Why is `typename` still necessary even the template type is declared as `class`?

Question

#include <type_traits>

using namespace std;

template<class T> struct IsCharType          { enum { value = false }; };    
template<>        struct IsCharType<char>    { enum { value = true }; };    
template<>        struct IsCharType<wchar_t> { enum { value = true }; };

template<class CharType, class = enable_if<IsCharType<CharType>::value>::type>
struct MyString
{
    MyString()
    {}

    MyString(CharType*)
    {}
};

template<class CharType>
MyString<CharType> GetMyString(CharType* str) // error C2923
{
    return MyString<CharType>(str);
}

int main()
{}

My compiler is VC++ 2013 RC. The code above cannot be compiled because of the error C2923.

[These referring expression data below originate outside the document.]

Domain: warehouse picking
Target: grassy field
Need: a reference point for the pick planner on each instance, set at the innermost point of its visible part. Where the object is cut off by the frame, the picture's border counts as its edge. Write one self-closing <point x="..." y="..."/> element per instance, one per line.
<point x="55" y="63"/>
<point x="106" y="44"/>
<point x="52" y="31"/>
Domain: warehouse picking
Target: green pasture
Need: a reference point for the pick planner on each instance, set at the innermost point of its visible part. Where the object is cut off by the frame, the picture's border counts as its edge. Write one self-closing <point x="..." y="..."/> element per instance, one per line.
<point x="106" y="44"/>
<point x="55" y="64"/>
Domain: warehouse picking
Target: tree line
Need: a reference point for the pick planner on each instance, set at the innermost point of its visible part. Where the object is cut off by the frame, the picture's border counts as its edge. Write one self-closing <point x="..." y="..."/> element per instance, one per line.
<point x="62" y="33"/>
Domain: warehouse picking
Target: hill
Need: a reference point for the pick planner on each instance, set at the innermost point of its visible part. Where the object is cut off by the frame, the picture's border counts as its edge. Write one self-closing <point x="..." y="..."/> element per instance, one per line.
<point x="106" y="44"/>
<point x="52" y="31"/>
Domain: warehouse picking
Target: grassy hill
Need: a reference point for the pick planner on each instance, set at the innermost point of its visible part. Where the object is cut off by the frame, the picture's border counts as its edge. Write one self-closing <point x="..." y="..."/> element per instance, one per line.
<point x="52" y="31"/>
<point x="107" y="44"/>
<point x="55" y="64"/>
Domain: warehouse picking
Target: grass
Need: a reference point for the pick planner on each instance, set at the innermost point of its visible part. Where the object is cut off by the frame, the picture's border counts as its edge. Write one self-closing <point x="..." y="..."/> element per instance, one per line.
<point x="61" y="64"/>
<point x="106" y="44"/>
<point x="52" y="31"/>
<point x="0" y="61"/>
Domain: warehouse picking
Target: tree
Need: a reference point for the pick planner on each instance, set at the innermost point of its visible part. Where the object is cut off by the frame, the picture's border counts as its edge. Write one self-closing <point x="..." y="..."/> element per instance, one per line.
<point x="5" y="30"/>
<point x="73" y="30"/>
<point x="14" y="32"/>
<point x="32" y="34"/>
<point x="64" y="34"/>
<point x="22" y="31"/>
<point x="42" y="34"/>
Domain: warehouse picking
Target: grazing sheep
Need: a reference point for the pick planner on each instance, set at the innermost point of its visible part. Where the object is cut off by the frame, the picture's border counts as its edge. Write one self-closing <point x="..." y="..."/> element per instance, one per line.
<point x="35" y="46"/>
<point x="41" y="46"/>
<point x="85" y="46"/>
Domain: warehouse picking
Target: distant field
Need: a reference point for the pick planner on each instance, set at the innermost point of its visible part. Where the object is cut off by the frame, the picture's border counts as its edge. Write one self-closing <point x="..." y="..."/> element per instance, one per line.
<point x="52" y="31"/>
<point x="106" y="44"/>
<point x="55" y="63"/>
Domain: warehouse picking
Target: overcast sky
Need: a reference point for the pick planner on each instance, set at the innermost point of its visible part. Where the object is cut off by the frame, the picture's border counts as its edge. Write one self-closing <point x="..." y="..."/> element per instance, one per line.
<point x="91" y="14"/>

error C2923: 'MyString' : 'std::enable_if::value,void>::type' is not a valid template type argument for parameter ''

However, if I change

template<class CharType, class = enable_if<IsCharType<CharType>::value>::type>

to

template<class CharType, class = typename enable_if<IsCharType<CharType>::value>::type>

then it will be OK.

I just wonder why typename is necessary here? In this case, I have two reasons:

1. The compiler can deduce if the second template parameter is a type name; Because I decalred it as class.

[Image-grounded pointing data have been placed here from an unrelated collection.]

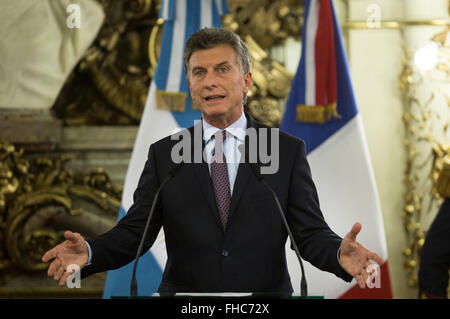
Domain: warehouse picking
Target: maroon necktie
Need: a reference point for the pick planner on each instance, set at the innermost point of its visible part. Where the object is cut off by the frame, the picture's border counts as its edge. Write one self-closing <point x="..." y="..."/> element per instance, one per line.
<point x="219" y="176"/>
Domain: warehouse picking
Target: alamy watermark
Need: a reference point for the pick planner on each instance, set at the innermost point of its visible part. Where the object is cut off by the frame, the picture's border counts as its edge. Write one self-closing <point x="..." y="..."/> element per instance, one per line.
<point x="258" y="142"/>
<point x="374" y="279"/>
<point x="373" y="21"/>
<point x="74" y="280"/>
<point x="74" y="18"/>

2. Even if the compiler cannot deduce if it is a type name, as per the SFINAE rule, the compiler should not fail because the template function GetMyString is not called.

Answer 1

You have not declared it as class. Your template parameter declaration

class = enable_if<IsCharType<CharType>::value>::type

is a declaration of an unnamed type parameter. We can give this parameter an explicit name, e.g.

class U = enable_if<IsCharType<CharType>::value>::type

So in this case it is U that is declared as type parameter ("as class").

Meanwhile, everything to the right of = is not "declared as class". It is interpreted by the compiler in accordance with general rules, without any regard to the fact that it happens to be a default argument for a type parameter.

Logic like "since this is a default argument for a type parameter, the compiler must realize by itself that this is a type" does not apply here simply because the language specification does not say it applies. Moreover, the language standard actually says

A name used in a template declaration or definition and that is dependent on a template-parameter is assumed not to name a type unless the applicable name lookup finds a type name or the name is qualified by the keyword typename.

This means that the compiler is required to assume that

enable_if<IsCharType<CharType>::value>::type

is not a type, which is contrary to what you expect it to do.

The language does have a number of contexts where dependent name is unconditionally assumed to name a type. That includes constructor initializer lists, base class specifiers and elaborated type specifiers. But default arguments for template type parameter is not one of such contexts.

SFINAE does not save the situation here. SFINAE, as the name suggests, works at the time of substitution. Your code never gets to substitution, it breaks much earlier. It is simply an invalid template definition.